Simple, Impulsive Mind
Wisdom came hard for Shelley. He lived out his controlling idea of absolute liberty to disastrous personal effect. And that expansive, exhilarating idea defined his poetry, again to his loss. Beauty of the high order he achieved is by no means a slight thing—it is magnificent—but nor is it everything: in a poet who is out to write philosophical poetry, want of intellectual weight is a serious deficiency. In his most ambitious poems Shelley is inclined to damn the past and present in their entirety and to fling every which way the hyper-egalitarian largesse of an impossibly golden future. In an 1856 essay Walter Bagehot penetrates this “simple impulsive mind” of Shelley’s, which is consumed with “[t]he love of liberty” to the point of dispensing with all known law.
It has hardly patience to estimate particular institutions: it wants to begin again—to make a tabula rasa of all which men have created or devised; for they seem to have been constructed on a false system, for an object it does not understand. On this tabula rasa Shelley’s abstract imagination proceeded to set up arbitrary monstrosities of ‘equality’ and ‘love,’ which never will be realised among the children of men.
What Bagehot describes is an intelligence essentially unformed, however sure of itself it may be. But then Shelley was never to see the far side of 30—he drowned in a sailing accident off the Italian coast at 29. Most of his political writings possess either youth’s dreamy hopefulness or its confident fury, or they blend these passions in wild intoxication. In The Use of Poetry and the Use of Criticism (1933), T.S. Eliot is largely right when he declares, “The ideas of Shelley seem to me always to be ideas of adolescence—and there is every reason why they should be.” Shelley’s chronically pubescent mind was in thrall to his tempestuous feelings: mature clarity of thought would require the struggle of a lifetime and be a rare accomplishment when he finally arrived at it. That accomplishment remained largely unknown in his lifetime. A Philosophical View of Reform did not appear in print until 1920.
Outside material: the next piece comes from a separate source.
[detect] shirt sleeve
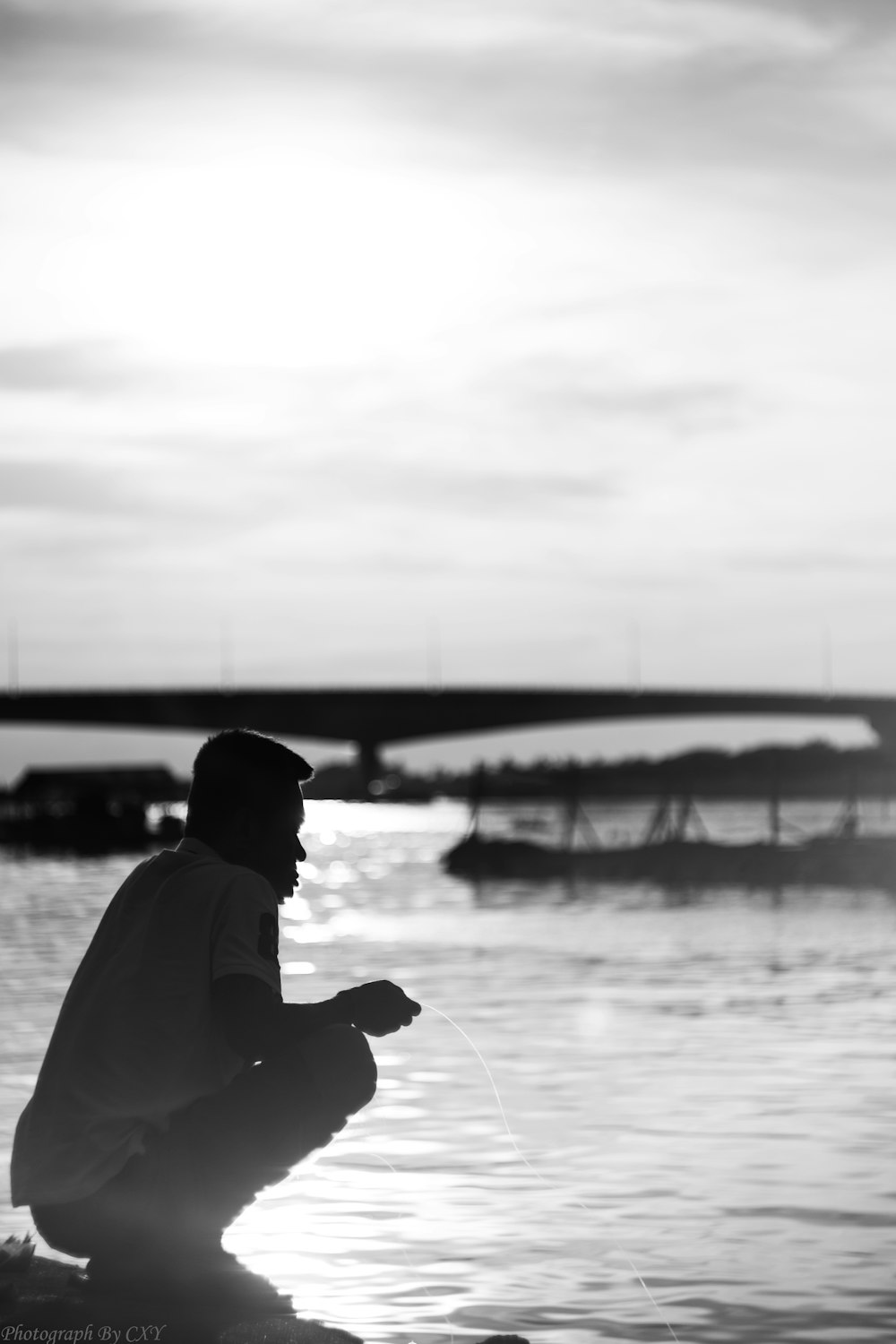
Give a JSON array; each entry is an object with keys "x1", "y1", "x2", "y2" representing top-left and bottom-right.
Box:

“Poets and philosophers are the unacknowledged legislators of the world,” he averred in that piece, later deleting philosophers from such tribute in his more famous essay “A Defence of Poetry” (published posthumously in 1840). As a self-declared philosophical poet, he was a better poet than he was a philosopher. And he had to subdue certain of his most flamboyant poetic instincts to write sober philosophical prose, as he did in his most intelligent treatment of politics—which happens to be one of the most impressive political tracts by a poet of his stature. What could he have done had he been granted a longer life? What might he have become had he not been doomed to everlasting youth?